Critiques of the sequential lineup argue that it increases the number of missed identifications. While this is true, according to a study done on sequential versus simultaneous lineups, only the difference in those falsely accused was “statistically significant” (Wells). The number of people who are missed is so slight that it is worth this small increase to protect so many innocent people from going to jail. The “don’t know” option in sequential lineups has also been proven to reduce the number of missed identifications. Recent work has found that this option reduces both incorrect rejections and incorrect identifications with “no significant reduction in accurate identification rates” (Wells).
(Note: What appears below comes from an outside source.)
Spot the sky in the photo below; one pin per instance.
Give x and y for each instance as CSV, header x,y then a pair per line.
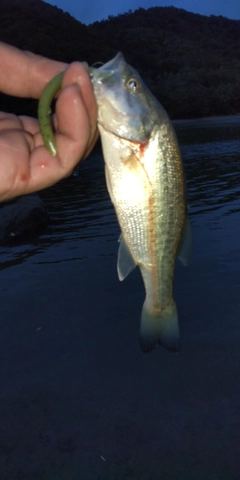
x,y
89,11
To stop false eyewitness identifications, the double-blind sequential lineup must be adapted by all agencies. So far, only 32% of all agencies have adapted the sequential procedure (Wells). This percentage needs to greatly increase. To date, more than seven thousand people have been executed and a recent study indicates that at least twenty-five of those executed were innocent (Loftus). That’s twenty-five people whose lives were taken for no reason. With the double-blind sequential lineup these occurrences can be greatly reduced and even stopped. People like Bloodsworth will no longer have to spend years locked away in prison facing death row for a crime that they did not commit. Therefore, the double-blind sequential lineup needs to be adapted by every single agency in the country.
Hughes, Virginia. “Why Police Lineups Will Never Be Perfect.” The Atlantic, Atlantic Media Company, 2 Oct. 2014, www.theatlantic.com/amp/article/381046/.
Lacy, Joyce W., and Craig E. L. Stark. “The Neuroscience of Memory: Implications for the Courtroom.” Nature reviews. Neuroscience 14.9 (2013): 649–658. PMC. Web. 23 Oct. 2017. https://www.ncbi.nlm.nih.gov/pmc/articles/PMC4183265/.
Lilienfeld, Hal Arkowitz Scott O. “Why Science Tells Us Not to Rely on Eyewitness Accounts.” Scientific American, 1 Jan. 2010, www.scientificamerican.com/article/do-the-eyes-have-it/.
Loftus, Elizabeth, and Katherine Ketcham. “The Magic of the Mind.” PBS, Public Broadcasting Service, www.pbs.org/wgbh/pages/frontline/shows/dna/photos/eye/text_06.html.
Wells, Gary L, et al. “Double-Blind Photo Lineups Using Actual Eyewitnesses: An Experimental Test of a Sequential Versus Simultaneous Lineup Procedure.” Law and Human Behavior, Vol. 39, No. 1, 2 Nov. 2015, pp 1-14, www.concept-ce.com/sequential-lineup-procedure-shows-advantage-over-simultaneous/.